Hydro One’s rate classes determine how much an Ontario resident pays for electricity based on their location and usage. Approximately 148,000 customers fall under the seasonal rate class, nearly half of them are cottagers, according to FOCA. To qualify for the seasonal rate, the property cannot be the owner’s primary residence, and the owner must reside there for less than eight continuous months a year.
There is no word yet on when the restructuring will take place, but the OEB has tasked Hydro One with drafting a report that includes bill mitigation measures to protect customers from receiving the increases on one large bill. This report is due on October 15.
Terry Rees, the executive director of FOCA, advises cottagers to contact Hydro One to determine whether they fall under the seasonal rate class, and if they do, how they will be affected. “There may still be opportunities to intervene or an opportunity for public input,” he says. “We’ll certainly be following this and letting everyone know what the opportunity is to weigh in if there is one.”
According to Rees, the seasonal class rate was first implemented approximately 40 years ago. “It was put in place…because, at the time, the Ontario Energy Board felt that as a group of customers they had very similar load characteristics, lived in kind of the same places, and had similar costs, they would be considered as one big group.”

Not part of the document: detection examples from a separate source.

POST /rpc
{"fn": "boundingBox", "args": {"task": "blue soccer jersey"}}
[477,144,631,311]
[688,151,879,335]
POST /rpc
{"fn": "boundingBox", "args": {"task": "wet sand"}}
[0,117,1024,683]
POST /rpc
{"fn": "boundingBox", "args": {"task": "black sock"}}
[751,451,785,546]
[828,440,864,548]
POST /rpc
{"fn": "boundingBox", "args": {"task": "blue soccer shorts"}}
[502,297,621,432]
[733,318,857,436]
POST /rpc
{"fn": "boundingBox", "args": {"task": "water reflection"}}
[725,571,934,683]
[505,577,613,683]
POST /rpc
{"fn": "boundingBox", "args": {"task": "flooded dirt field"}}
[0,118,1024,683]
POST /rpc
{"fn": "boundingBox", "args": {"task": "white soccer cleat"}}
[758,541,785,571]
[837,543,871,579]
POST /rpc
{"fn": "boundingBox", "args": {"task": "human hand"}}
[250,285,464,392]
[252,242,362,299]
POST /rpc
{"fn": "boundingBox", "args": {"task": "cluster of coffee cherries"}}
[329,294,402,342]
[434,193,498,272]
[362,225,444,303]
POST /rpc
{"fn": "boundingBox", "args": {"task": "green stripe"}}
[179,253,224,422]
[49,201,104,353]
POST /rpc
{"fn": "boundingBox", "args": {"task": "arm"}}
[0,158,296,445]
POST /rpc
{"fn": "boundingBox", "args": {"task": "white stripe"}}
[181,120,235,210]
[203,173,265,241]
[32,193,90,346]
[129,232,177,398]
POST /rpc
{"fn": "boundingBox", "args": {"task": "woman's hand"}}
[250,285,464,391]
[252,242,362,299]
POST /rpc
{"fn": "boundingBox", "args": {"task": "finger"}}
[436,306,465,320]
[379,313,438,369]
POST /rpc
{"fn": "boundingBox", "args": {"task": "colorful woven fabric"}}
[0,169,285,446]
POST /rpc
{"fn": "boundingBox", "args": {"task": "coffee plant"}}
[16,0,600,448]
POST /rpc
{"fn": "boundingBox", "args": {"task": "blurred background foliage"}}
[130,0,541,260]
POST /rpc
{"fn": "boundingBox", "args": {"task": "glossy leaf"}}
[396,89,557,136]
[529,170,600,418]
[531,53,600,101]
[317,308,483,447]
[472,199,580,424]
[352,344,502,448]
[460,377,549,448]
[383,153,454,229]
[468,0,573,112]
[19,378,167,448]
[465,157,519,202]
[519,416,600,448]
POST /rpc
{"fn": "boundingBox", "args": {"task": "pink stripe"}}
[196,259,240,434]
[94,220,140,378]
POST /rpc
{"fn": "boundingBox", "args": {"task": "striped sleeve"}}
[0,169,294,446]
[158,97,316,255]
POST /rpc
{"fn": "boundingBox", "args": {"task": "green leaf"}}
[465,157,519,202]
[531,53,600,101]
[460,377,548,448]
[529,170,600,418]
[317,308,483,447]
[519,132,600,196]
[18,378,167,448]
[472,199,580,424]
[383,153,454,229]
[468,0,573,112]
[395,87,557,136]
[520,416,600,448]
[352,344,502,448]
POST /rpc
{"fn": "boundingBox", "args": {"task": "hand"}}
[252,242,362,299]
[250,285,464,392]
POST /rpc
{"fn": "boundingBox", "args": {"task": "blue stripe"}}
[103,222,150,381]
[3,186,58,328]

But in March 2015, the OEB determined that the seasonal rate class had become outdated and decided to eliminate it. Instead, all Hydro One customers will be moved to fully fixed distribution rates. This process was delayed due to a major rate application filed by Hydro One in 2017, and not resumed until mid-2019.
The OEB is now ordering Hydro One to move all seasonal rate customers into residential rates, with cottagers falling either under the medium-density zone or low-density zone. As defined by Hydro One, a medium-density customer resides in an area that contains 100 customers, with at least 15 customers for every kilometre of power line. While a low-density customer is someone who resides in an area not covered by urban high or medium zones.
“Depending on how you get reassigned as a customer, you’ll now be charged a different rate,” Rees says. If reassigned as a low-density customer, you will likely have to pay a higher rate. According to the OEB, more than half of the current seasonal customers will see a monthly bill increase in the range of $5 to $79. If you’re reassigned as a medium-density customer, however, you could see a decrease in your monthly bill in the range of $8 to $38, depending on your consumption.
This is because, in terms of equipment and delivery, it costs more to service isolated customers in rural locations. But Rees says the OEB has also introduced a fixed distribution cost, designed to make sure everyone pays their share to maintain the infrastructure, such as poles, power lines, and the grid, regardless of whether they use the electricity. “There is an eight-year phase in which bills are going up. For typical cottager use, they’re going up something like $12 every year for eight years,” Rees says. Combined with the reassigning of density classes, this means that some customers who only spend a couple of months at their property each year could see their monthly electricity bills increase by 100 per cent.
FOCA has fought against the restructuring of rate classes and was given an opportunity to submit their reasoning after the 2015 decision, arguing that it is going to be a significant hardship for a number of the OEB’s customers. But, ultimately, the OEB determined that “the fact that there are impacts associated with the elimination of the seasonal class does not render the decision to eliminate the class incorrect.”